Quick Links

Re: Trouble with hashagg spill I/O pattern and costing

From:	Tomas Vondra <tomas(dot)vondra(at)2ndquadrant(dot)com>
To:	Jeff Davis <pgsql(at)j-davis(dot)com>
Cc:	pgsql-hackers(at)postgresql(dot)org
Subject:	Re: Trouble with hashagg spill I/O pattern and costing
Date:	2020-05-19 17:53:20
Message-ID:	20200519175320.tl4qm6le5dbg2pcf@development
Views:	Whole Thread \| Raw Message \| Download mbox \| Resend email
Thread:
Lists:	pgsql-hackers

On Tue, May 19, 2020 at 09:27:34AM -0700, Jeff Davis wrote:
>On Tue, 2020-05-19 at 17:12 +0200, Tomas Vondra wrote:
>> I think there are two related problem - with costing and with
>> excessive
>> I/O due to using logical tapes.
>
>Thank you for the detailed analysis. I am still digesting this
>information.
>
>> This kinda makes me question whether logical tapes are the right tool
>> for hashagg. I've read the explanation in logtape.c why it's about
>> the
>> same amount of I/O as using separate files, but IMO that only really
>> works for I/O patters similar to merge sort - the more I think about
>> this, the more I'm convinced we should just do what hashjoin is
>> doing.
>
>Fundamentally, sort writes sequentially and reads randomly; while
>HashAgg writes randomly and reads sequentially.
>

Not sure. I think the charts and stats of iosnoop data show that an
awful lot of reads during sort is actually pretty sequential. Moreover,
sort manages to read the data in much larger blocks - 128kB instead of
just 8kB (which is what hashagg seems to be doing).

I wonder why is that and if we could achieve that for hashagg too ...

>If the random writes of HashAgg end up fragmented too much on disk,
>then clearly the sequential reads are not so sequential anyway. The
>only way to avoid fragmentation on disk is to preallocate for the
>tape/file.
>

And if there a way to pre-allocate larger chunks? Presumably we could
assign the blocks to tape in larger chunks (e.g. 128kB, i.e. 16 x 8kB)
instead of just single block. I haven't seen anything like that in
tape.c, though ...

>BufFile (relying more on the OS) would probably do a better job of
>preallocating the disk space in a useful way; whereas logtape.c makes
>it easier to manage buffers and the overall number of files created
>(thereby allowing higher fanout of partitions).
>
>We have a number of possibilities here:
>
>1. Improve costing to reflect that HashAgg is creating more random IOs
>than Sort.

I think we'll need to do something about this, but I think we should try
improving the behavior first and then model the costing based on that.

>2. Reduce the partition fanout in the hopes that the OS does a better
>job with readahead.

I doubt this will make a significant difference. I think the problem is
the partitions end up interleaved way too much in the temp file, and I
don't see how a lower fanout would fix that.

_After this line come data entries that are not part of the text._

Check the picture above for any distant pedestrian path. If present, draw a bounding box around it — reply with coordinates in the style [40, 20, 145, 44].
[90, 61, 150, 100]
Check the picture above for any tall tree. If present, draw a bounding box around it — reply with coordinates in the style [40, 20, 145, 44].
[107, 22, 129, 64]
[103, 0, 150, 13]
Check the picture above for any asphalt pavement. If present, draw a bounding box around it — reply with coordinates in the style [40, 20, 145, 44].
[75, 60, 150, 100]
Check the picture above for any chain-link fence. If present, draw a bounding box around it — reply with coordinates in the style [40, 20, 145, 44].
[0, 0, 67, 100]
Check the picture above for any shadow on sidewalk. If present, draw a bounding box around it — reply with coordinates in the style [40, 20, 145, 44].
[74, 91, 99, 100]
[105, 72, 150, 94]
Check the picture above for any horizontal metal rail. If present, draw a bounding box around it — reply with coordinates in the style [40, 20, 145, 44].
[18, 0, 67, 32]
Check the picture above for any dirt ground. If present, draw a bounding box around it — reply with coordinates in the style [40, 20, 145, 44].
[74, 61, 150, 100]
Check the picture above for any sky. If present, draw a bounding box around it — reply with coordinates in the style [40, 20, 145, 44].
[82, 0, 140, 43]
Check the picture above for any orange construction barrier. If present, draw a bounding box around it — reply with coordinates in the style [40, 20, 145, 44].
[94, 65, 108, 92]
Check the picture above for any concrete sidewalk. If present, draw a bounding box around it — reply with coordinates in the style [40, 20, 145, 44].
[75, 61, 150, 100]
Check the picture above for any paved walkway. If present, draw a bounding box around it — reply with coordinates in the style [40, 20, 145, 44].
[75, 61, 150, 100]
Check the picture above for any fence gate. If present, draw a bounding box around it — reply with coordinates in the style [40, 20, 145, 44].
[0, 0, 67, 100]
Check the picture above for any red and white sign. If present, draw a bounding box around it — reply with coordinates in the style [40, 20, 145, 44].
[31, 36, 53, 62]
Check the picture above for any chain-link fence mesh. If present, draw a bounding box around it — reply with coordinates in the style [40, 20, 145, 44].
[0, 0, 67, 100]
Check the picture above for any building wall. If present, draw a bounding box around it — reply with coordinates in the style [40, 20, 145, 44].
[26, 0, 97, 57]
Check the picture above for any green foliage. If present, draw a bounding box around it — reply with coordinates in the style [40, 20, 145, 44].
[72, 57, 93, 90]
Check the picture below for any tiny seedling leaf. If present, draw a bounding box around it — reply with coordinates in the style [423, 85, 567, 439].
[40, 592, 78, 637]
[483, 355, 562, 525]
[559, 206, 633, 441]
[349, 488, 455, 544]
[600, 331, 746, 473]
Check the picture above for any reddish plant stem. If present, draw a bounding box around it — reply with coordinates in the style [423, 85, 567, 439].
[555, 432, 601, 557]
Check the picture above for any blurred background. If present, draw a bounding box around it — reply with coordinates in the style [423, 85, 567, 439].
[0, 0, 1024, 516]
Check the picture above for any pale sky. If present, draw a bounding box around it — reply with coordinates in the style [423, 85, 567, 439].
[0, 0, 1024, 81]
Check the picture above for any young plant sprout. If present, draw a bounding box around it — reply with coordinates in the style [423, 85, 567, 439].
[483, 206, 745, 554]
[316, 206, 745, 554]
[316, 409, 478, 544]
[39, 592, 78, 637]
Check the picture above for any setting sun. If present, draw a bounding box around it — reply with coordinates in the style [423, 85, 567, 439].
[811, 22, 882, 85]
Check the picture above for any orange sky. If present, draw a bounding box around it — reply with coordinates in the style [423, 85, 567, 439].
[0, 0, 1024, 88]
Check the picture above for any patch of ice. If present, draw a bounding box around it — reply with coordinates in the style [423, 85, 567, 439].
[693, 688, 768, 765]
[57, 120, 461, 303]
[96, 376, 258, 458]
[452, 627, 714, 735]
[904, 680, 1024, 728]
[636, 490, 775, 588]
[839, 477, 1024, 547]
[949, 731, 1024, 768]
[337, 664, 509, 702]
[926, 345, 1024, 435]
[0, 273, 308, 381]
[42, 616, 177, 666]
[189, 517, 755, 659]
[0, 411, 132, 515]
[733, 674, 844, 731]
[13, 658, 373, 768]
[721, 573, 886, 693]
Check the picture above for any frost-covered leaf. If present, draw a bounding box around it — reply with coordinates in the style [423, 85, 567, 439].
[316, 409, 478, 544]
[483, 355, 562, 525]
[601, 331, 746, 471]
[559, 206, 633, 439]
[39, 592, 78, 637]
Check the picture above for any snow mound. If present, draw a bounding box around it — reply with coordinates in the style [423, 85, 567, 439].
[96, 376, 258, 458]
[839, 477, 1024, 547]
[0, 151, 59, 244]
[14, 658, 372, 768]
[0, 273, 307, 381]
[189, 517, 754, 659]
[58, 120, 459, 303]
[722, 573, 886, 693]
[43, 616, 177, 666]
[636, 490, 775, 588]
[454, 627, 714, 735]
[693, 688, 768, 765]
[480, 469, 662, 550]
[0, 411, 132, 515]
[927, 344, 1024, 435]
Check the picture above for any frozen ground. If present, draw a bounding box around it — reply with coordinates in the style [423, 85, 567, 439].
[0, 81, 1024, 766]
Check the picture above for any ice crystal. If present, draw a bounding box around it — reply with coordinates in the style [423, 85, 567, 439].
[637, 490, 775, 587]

BTW what do you mean when you say "fanout"? Do you mean how fast we
increase the number of partitions, or some parameter in particular?

>3. Switch back to BufFile, in which case we probably need to reduce the
>fanout for other reasons.

Maybe, although that seems pretty invasive post beta1.

>4. Change logtape.c to allow preallocation or to write in larger
>blocks.

I think this is what I suggested above (allocating 16 blocks at a time,
or something). I wonder how wasteful this would be, but I think not very
much. Essentially, with 1024 partitions and pre-allocating space in
128kB chunks, that means 128MB may end up unused, which seems ok-ish,
and I guess we could further restrict that by starting with lower value
and gradually increasing the number. Or something like that ...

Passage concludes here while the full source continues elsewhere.